So. Whenever I envision having a cocktail in a heavy, nice glass, I need to envision this instead…
I’ve got to picture my dream vacation at the moment. A place where it pays to be healthy. A place you can go hiking and see INCREDIBLE vistas, waterfalls, charming Swiss Alpine villages. I’ve got to picture myself with a backpack on, a healthy tan, fit and in shape, a travel journal clutched in my fingers, a camera, a smile on my face, feeling the spray from cascading waters, the warmth of the sun, the taste of new, foreign cuisine, the experience of shopping in picturesque boutiques, meeting interesting people from all over Europe.
I’ve got to be IN THE WORLD. Thinking of travel. Of incredible adventures. Of one-of-a-kind memories. Of learning. Of growing. Of sharing with my children. Of teaching.
I want to see all of God’s beauty, see everything He’s given us.

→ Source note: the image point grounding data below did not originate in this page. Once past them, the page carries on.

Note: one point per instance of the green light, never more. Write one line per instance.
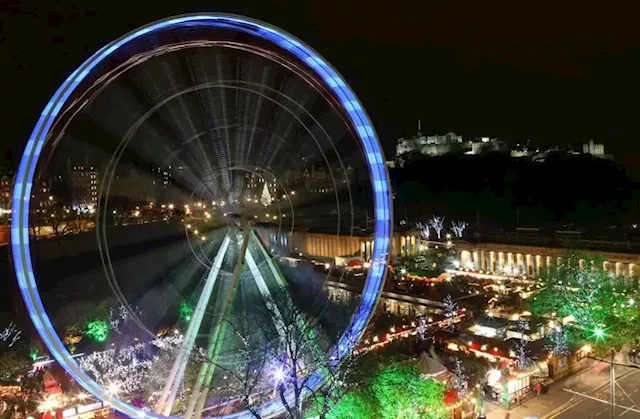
(98, 330)
(599, 333)
(185, 311)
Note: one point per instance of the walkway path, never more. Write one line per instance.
(557, 401)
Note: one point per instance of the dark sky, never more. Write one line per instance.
(556, 72)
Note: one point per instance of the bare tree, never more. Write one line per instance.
(425, 232)
(437, 223)
(458, 227)
(285, 353)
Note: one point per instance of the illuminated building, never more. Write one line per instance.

I don’t want to be dulled, out of it, living behind a hazy curtain, not in touch with my feelings, not able to process what I’m experiencing, not able to make memories.
The “feel-good-feeling” of alcohol ONLY lasts for the first drink. At the very most, two. And then it’s all a downhill path. Down, down, down–your energy levels, your mood, your ability to think. Before you know it, it’s bed time, and what you have to look forward to is the middle of the night hangover.
That neat whiskey you’re picturing in your mind right now? Picture how you’ll feel about yourself come 3:00 AM if you drink it.